Sonoma County is putting out a welcome mat for the medical marijuana industry, but it may not be as big as the industry would like as it emerges from the legal shadows.
Under California’s new medical marijuana law, cities and counties are allowed to regulate the location of pot-growing sites and other cannabis-related businesses, which may not obtain a state license until they have secured a local land use permit.
“We’re all here this morning because we believe there’s a bright future for cannabis in our community,” county Supervisor Efren Carrillo told a crowd of about 300 cannabis industry members at a conference Friday at the Hyatt Vineyard Creek in Santa Rosa.
The county’s first draft of its Medical Cannabis Land Use Ordinance, scheduled for public review next week, would focus cultivation and other pot businesses into the county’s agricultural and commercial/industrial areas, Carrillo said.
But Tawnie Logan, executive director of the Sonoma County Growers Alliance, said the proposal was too narrow. Rural residential lands and the county’s Resources and Rural Development District, which covers 30 percent of the county, should be considered for cultivation, she said.
“I think it’s an appropriate place,” she said in an interview, referring to the vast RRD district that covers mostly hilly, sparsely populated parts of the county.
Carrillo said he has heard conflicting messages from rural residents: They don’t want marijuana grown near them, but there already are numerous gardens in the county’s unincorporated area.
“That is going to be one of the areas where we are challenged the most,” said Carrillo, who sits on the county’s ad hoc medical cannabis committee with Supervisor Susan Gorin.
The proposed ordinance is “a little more conservative than I would like,” Carrillo said, suggesting there should be more flexibility in land use rules for marijuana in his west county district.
If pot growers are restricted to agricultural zones, Logan said there would likely be pressure to buy up productive farmland for conversion to marijuana cultivation. Logan previously said that 70 percent of the local cannabis grows are less than 3,000 square feet, most of them located in residential zones.
Her 200-member group, about 60 percent of whom are pot growers from Sonoma, Mendocino, Napa and Marin counties, sponsored its second annual “Cultivating Community” event, nearly filling a large ballroom at the upscale hotel.
The crowd of about 300 was a bit smaller than it was a year ago but in a ritzier setting than the Sebastopol Grange, last year’s venue. Sponsors set up booths in the hotel courtyard and on a back lawn, where there also was “an outdoor 215 zone for medical patients,” organizers said, borrowing the number from Proposition 215, approved by voters in 1996, making California the first state to legalize medical marijuana.
The CBD Guild, which manufactures cannabis-infused sprays and oils, was a major sponsor of the conference, hosting a buffet lunch for the crowd. CBD’s founder, Dennis Franklin Hunter, showed video testimonials of his products’ efficacy, including one from Santa Rosa political consultant Herb Williams, who said he got relief from the pain of psoriatic arthritis without any fogging of his mind.
In an interview, Hunter said his Santa Rosa production facility, raided by authorities and shut down in June, will reopen in a week to 10 days.
Hunter, who was initially arrested and held on $5 million bail, was subsequently released without charges. He said authorities seized several hundred thousand dollars worth of inventory and equipment, which he is still trying to recover.
Asked if the raid was misguided, Hunter, a Santa Rosa resident, said that was a “tough question.”
“I don’t think they had all the information about the company, the compliances and transparency we had,” he said.

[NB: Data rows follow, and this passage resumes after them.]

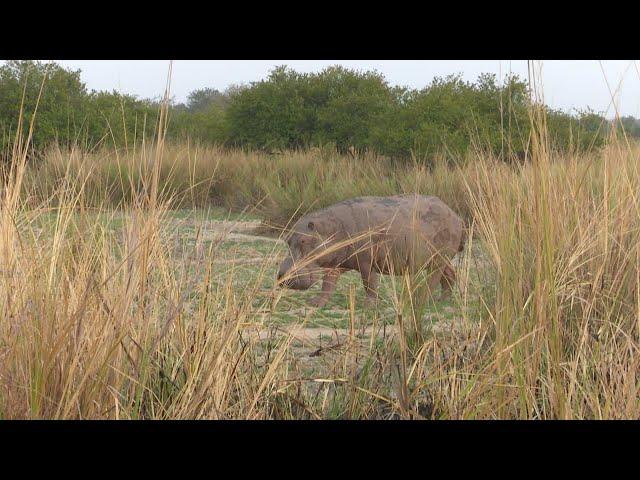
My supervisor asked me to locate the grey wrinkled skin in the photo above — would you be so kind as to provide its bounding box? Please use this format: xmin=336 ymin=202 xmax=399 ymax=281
xmin=278 ymin=194 xmax=466 ymax=306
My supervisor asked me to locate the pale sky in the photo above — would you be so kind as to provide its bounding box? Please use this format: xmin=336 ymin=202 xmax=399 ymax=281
xmin=3 ymin=60 xmax=640 ymax=117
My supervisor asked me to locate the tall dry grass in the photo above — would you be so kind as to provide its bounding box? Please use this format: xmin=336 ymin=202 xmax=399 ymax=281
xmin=0 ymin=84 xmax=640 ymax=419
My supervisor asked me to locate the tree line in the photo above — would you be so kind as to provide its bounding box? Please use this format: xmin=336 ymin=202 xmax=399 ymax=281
xmin=0 ymin=61 xmax=640 ymax=160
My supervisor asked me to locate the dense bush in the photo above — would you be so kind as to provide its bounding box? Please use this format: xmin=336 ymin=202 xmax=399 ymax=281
xmin=0 ymin=61 xmax=640 ymax=163
xmin=0 ymin=61 xmax=158 ymax=151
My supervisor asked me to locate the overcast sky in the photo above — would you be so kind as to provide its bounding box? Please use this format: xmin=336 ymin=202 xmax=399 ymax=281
xmin=5 ymin=60 xmax=640 ymax=117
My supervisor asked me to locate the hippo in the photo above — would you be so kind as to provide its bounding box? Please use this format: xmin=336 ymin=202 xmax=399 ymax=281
xmin=277 ymin=194 xmax=466 ymax=307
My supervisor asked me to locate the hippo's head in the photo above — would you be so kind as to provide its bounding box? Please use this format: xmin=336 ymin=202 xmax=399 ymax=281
xmin=278 ymin=220 xmax=321 ymax=290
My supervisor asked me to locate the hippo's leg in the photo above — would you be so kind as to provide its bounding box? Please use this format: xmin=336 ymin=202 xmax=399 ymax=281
xmin=427 ymin=268 xmax=444 ymax=297
xmin=309 ymin=268 xmax=342 ymax=308
xmin=360 ymin=268 xmax=379 ymax=306
xmin=440 ymin=265 xmax=456 ymax=300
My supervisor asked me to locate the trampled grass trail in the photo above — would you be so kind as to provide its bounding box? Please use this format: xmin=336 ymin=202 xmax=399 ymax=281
xmin=0 ymin=70 xmax=640 ymax=419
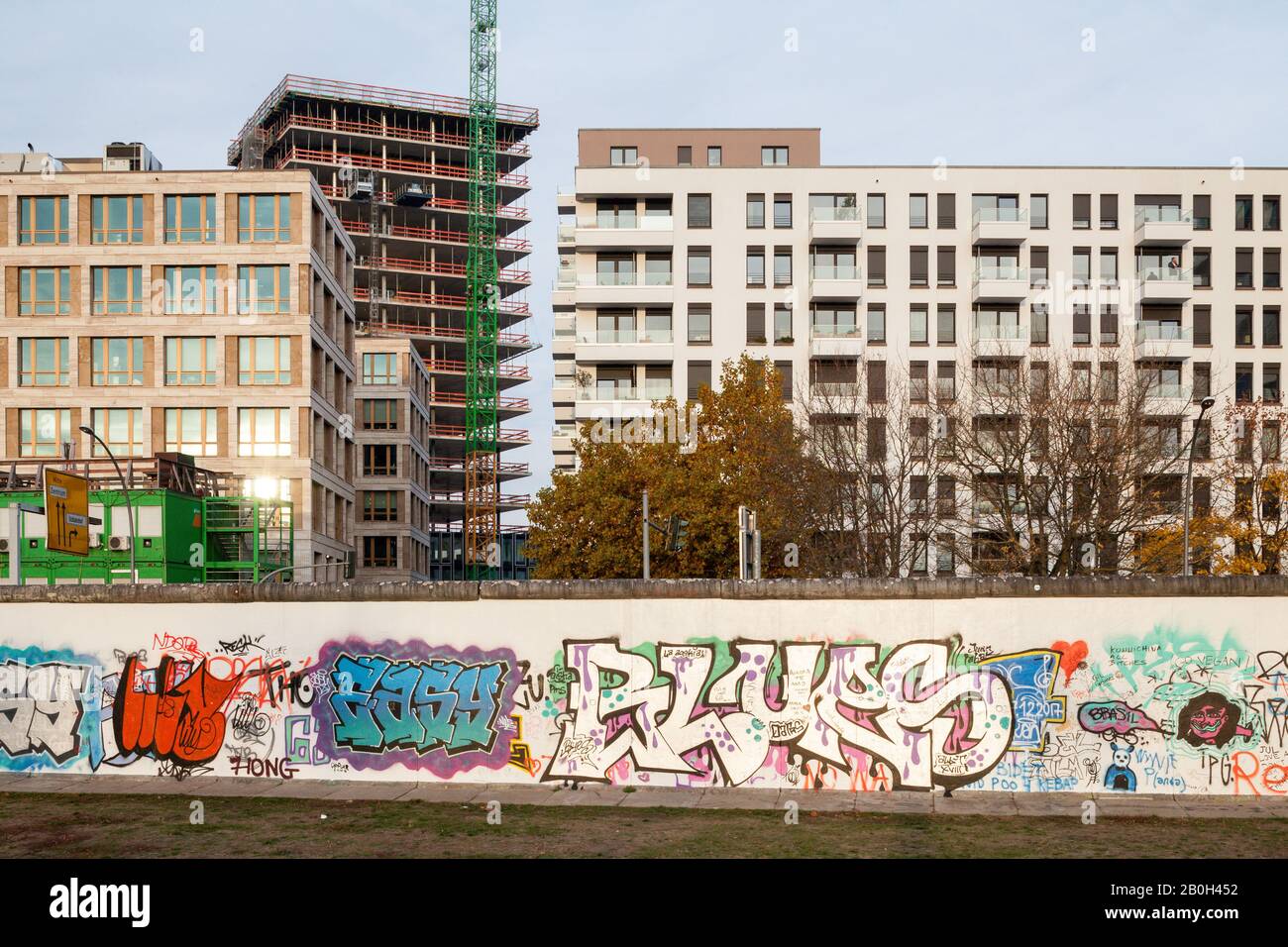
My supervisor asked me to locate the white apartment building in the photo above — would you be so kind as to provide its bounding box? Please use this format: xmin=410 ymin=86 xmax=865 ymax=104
xmin=553 ymin=129 xmax=1288 ymax=575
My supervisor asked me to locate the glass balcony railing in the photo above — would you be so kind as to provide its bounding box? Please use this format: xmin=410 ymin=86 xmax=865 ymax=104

City planning officials said CBD’s zoning permit did not allow marijuana extraction.
Supervisor Gorin, who also addressed the conference, said Sonoma County will be challenged to deal with the regulation of medical marijuana and the prospect that voters will approve recreational use of pot in November.
In Boulder, Colorado, where recreational use was legalized statewide in 2012, there are 14 dispensaries on a single street, Gorin said, suggesting that was too much.
But she hailed the advent of marijuana going mainstream in Sonoma County.
“We produce premium cannabis,” Gorin said, adding that the county also has the opportunity to develop cannabis manufacturing and research facilities.
County Agricultural Commissioner Tony Linegar warned that cannabis regulation would include strict testing for mold, mildew and other impurities. Growing a clean crop is “not going to be as easy as some people think,” he said.
State officials said that registered pot farmers also will be subject to water use regulation and the jurisdiction of the Agriculture Labor Relations Board.
Fiona Ma, a state Board of Equalization member, predicted it will be five to six years before Congress allows banks to handle marijuana money, forcing the industry to continue on a cash-only basis. But a bill signed Thursday by the governor removes a 10 percent penalty for paying state sales taxes in cash, she said, prompting applause from the audience.
The proposed cannabis land use ordinance, along with a county staff report and an environmental assessment, will be presented by county officials at a public workshop from 5:30 p.m. to 7:30 p.m. Thursday at the Glaser Center, 547 Mendocino Ave., prior to a series of Sonoma County Planning Commission hearings starting Oct. 13.
The documents are posted online at sonomacounty.ca.gov/cannabis.